Unos cuantos días después, Milcíades y el resto de los supervivientes griegos regresaron con honores a Atenas, todos habían vuelto a excepción de Taecris y su pelotón, por lo cual Irina, estaba sumamente preocupada. Mientras ella lavaba unas prendas en el exterior de su casa, esperando la posible llegada de Taecris, un pajarito con pecho rojo se posó sobre su mano derecha, ella lo acarició en su cabecita y sintió una sensación demasiado extraña en su interior. Sus ojos se cerraron por completo y su mente emitía una imagen terriblemente catastrófica, sentía que podía ver a Taecris luchando, de hecho pudo ver con claridad y lujo de detalles toda la batalla en ese oscuro bosque, vio a ese hombre asesinado debido al flechazo que impactó en su garganta y al resto de la infantería caer ante las hostilidades persas, pero sin dudas que su más grande tristeza se hizo notar cuando vio que Taecris fue atado a un árbol, los persas lo habían despojado de sus armas, un general enemigo le prendió fuego a una pequeña rama creando algo así como una especie de mecha casera la cual dio de lleno contra el árbol donde estaba atado el mismo Taecris, el dolor, la agonía y también el sufrimiento comenzaban a apoderarse de él, de una manera sumamente atroz, su cuerpo cada vez estaba más caliente hasta el instante en que solo quedaron sus cenizas.

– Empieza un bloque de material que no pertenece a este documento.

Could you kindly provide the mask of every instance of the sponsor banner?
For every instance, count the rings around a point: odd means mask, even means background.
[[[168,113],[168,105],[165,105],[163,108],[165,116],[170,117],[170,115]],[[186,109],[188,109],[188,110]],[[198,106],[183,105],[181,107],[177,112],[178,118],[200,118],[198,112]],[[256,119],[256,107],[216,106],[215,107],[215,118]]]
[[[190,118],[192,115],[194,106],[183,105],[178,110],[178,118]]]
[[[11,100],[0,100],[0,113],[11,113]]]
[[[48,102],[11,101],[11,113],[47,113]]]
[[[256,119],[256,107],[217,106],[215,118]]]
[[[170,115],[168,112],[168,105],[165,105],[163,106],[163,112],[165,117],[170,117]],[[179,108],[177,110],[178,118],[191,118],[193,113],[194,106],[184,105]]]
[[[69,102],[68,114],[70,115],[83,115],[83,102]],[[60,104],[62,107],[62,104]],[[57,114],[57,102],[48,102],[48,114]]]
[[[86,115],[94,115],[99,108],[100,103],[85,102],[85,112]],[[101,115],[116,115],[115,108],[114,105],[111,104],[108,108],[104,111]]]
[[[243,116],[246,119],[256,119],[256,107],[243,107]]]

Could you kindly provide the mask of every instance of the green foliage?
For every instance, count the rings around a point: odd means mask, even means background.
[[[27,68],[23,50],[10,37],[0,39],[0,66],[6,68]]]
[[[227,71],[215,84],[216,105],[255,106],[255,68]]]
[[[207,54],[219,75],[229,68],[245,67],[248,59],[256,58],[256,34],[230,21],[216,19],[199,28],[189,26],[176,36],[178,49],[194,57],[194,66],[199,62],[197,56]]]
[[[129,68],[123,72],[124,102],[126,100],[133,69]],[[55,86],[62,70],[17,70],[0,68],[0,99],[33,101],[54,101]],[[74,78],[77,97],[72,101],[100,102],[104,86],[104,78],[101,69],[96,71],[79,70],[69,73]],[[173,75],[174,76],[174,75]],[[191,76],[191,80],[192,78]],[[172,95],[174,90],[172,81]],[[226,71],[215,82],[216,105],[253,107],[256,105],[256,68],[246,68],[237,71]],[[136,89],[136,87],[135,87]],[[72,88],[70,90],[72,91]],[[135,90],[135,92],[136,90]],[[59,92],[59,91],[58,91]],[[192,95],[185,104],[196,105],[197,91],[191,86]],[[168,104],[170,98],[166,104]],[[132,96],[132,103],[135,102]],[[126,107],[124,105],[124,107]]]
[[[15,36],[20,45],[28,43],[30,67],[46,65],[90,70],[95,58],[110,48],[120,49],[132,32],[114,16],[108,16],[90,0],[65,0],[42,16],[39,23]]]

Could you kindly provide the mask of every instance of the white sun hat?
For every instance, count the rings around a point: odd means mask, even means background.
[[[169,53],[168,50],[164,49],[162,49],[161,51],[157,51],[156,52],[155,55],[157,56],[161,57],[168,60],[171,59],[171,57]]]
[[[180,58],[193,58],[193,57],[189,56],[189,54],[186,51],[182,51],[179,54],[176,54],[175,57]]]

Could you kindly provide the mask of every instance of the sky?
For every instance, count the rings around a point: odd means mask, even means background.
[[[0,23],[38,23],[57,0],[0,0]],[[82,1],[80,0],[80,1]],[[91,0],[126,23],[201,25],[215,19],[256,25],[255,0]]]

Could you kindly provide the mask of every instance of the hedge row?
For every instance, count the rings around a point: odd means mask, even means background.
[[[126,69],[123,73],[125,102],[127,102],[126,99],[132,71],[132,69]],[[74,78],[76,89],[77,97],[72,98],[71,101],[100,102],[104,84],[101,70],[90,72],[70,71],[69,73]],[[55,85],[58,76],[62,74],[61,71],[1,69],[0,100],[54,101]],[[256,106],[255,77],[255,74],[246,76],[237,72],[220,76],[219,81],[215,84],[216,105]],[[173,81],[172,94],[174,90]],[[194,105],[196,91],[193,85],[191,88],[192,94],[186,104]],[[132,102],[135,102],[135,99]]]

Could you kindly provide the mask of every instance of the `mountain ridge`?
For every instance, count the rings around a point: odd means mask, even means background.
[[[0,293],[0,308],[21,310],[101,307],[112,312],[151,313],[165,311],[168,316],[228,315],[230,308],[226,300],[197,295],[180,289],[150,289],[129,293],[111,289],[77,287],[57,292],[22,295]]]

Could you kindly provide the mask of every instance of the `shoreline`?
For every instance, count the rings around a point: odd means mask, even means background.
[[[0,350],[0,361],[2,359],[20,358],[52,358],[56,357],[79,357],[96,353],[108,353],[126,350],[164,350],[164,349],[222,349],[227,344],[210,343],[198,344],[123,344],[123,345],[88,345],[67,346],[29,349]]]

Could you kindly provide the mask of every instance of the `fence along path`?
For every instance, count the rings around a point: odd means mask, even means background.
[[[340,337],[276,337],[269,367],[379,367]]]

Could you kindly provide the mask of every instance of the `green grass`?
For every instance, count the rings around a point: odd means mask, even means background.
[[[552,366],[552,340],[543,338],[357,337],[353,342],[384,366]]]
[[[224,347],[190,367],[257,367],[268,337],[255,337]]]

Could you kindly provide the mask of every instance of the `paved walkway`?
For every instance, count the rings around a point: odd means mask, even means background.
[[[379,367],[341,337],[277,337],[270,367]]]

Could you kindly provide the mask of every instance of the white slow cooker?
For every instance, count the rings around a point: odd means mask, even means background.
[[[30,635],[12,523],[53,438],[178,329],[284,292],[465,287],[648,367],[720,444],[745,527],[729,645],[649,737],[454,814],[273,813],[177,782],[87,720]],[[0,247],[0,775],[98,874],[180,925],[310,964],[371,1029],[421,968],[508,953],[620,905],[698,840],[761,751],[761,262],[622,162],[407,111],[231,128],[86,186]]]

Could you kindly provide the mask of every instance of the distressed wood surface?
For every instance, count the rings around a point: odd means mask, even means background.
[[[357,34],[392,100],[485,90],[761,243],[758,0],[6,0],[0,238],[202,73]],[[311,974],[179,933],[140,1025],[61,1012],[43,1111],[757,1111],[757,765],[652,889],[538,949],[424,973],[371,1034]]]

Irina quedo boquiabierta y estufectacta ante tal imagen, el canasto de ropa fue a parar al suelo, ella por su parte, estaba inmóvil como el mismo coloso de Rodas al enterarse sobre el paradero de su marido. Justo en ese preciso momento, el petirrojo que vino volando a lo lejos, emitió un hermoso y corto cántico y se fue volando perdiéndose en lo más remoto del mar Mediterráneo, dejando a Irina desolada, en lo más profundo de la tristeza y melancolía.